This + Diaz losing makes my night! :thumb02:


----------



## Redline7 (Mar 28, 2010)

That was impressive.


----------



## marcthegame (Mar 28, 2009)

wow, but stann don't impress me nowhere near championship material.


----------



## Toxic (Mar 1, 2007)

Wow not just beating Leben but knocking out old iron head and completely dominating the fight.


----------



## El Matador (Jun 16, 2010)

Hell yeah! WAR STANN!!!


----------



## Walker (May 27, 2007)

Damn- great win for Stann really didn't think he would do it. props to him :thumbsup:​


----------



## Iuanes (Feb 17, 2009)

Gyser said:


> Am I the only one who thinks the ref should have stopped that WAY before he did?
> 
> Awesome from Stann.


Maybe with anybody else except Leben.


----------



## Abrissbirne (Jul 4, 2010)

I AM SHOCKED. WOW.
Seriously i am speechless, i am a big Leben fan, so it is definately a disappointment, but awesome performance by Stann.


----------



## Guymay (Jul 6, 2009)

Stann looks really good in MW . got the heaviest hands for sure .


----------



## El Bresko (Mar 12, 2010)

Gyser said:


> Am I the only one who thinks the ref should have stopped that WAY before he did?
> 
> Awesome from Stann.


It's Leben man, there'd be too many whatifs if he'd have stopped it earlier.


----------



## 420atalon (Sep 13, 2008)

Thought that might happen. Damn Leben is tough though, almost thought he was going to fight through it. Leben is a tough SOB but leaves himself way to open.


----------



## limba (Jul 21, 2009)

Hmmmm...
Looks like Stann can punch his way out of a bug! :sarcastic12:


----------



## SerJ (Sep 17, 2009)

OOOORAH! Devil dog for the win! So glad he won and by TKO none the less!


----------



## TraMaI (Dec 10, 2007)

The was sexcillent.


----------



## Dan0 (Aug 22, 2008)

F*ck this sh*t.
If Maynard wins then this is the most disappointing card ever for me.


----------



## Woodenhead (Jan 5, 2010)

He's classy in his win, as well. Good stuff.


----------



## Dtwizzy2k5 (Jul 7, 2008)

I guess this officially ends any hope Leben had of getting another title shot, he's going to be a gatekeeper/journeyman for the rest of his career. Props to Brian Stann, Marines FTW!


----------



## Iuanes (Feb 17, 2009)

Stann is pure class too.


----------



## ptw (Aug 13, 2009)

That was nuts man...honestly love all of Leben's fights, the guy comes back to life.


----------



## footodors (Aug 26, 2007)

The lean, mean, fighting Marine!


----------



## Sambo de Amigo (Sep 24, 2010)

HAHAHAH this guy can whip your ass in the cage and is a ex marine 

a true badass.


----------



## oldfan (Mar 14, 2010)

Like I said theres just nothing to not like about this man


----------



## Rauno (Nov 20, 2009)

Dan0 said:


> F*ck this sh*t.
> If Maynard wins then this is the most disappointing card ever for me.


Same here. War Frankie!


----------



## Guy Incognito (Apr 3, 2010)

wow that knockdown really was like the franklin/liddell one.


----------



## Gyser (Oct 13, 2009)

Iuanes said:


> Maybe with anybody else except Leben.





MRBRESK said:


> It's Leben man, there'd be too many whatifs if he'd have stopped it earlier.


Good point fellas.


----------



## atm1982 (Feb 26, 2008)

No offence to Stann but Leben is an eejit for taking this fight. He could have hand picked any middleweight after the Akiyama fight and he would have got them. He had nothing to gain from this fight and everything to lose. 

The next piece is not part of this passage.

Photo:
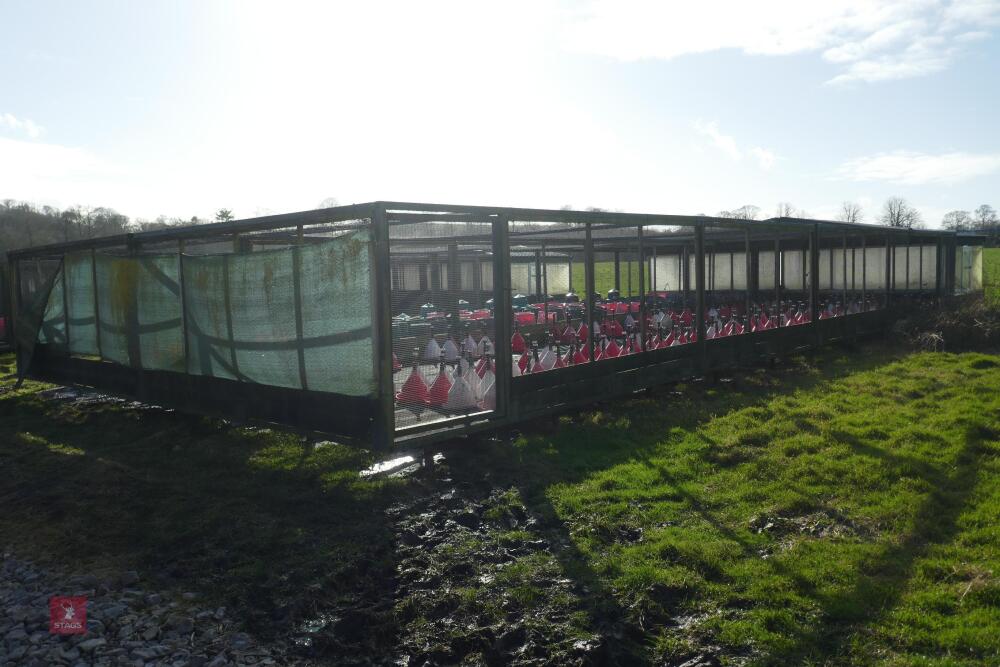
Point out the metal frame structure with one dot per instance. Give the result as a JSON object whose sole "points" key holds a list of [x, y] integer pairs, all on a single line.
{"points": [[578, 235]]}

Very impressive performance from Stann but Leben messed up.


----------



## Dan0 (Aug 22, 2008)

Hats off to Brian Stann.
What a class act.


----------



## michelangelo (Feb 1, 2009)

Rosenthal is letting fights go on way too long. Letting a fighter continue under such circumstances MIGHT, MIGHT be justifiable in a very high profile title fight, but Leben was clearly out on his feet after each one of Stann's THREE KO strikes. 

I hope this does not become the norm in the UFC. 



Gyser said:


> Am I the only one who thinks the ref should have stopped that WAY before he did?
> 
> Awesome from Stann.


----------



## El Matador (Jun 16, 2010)

The best part is how Leben was bragging about eating Stann's punches before the fight. 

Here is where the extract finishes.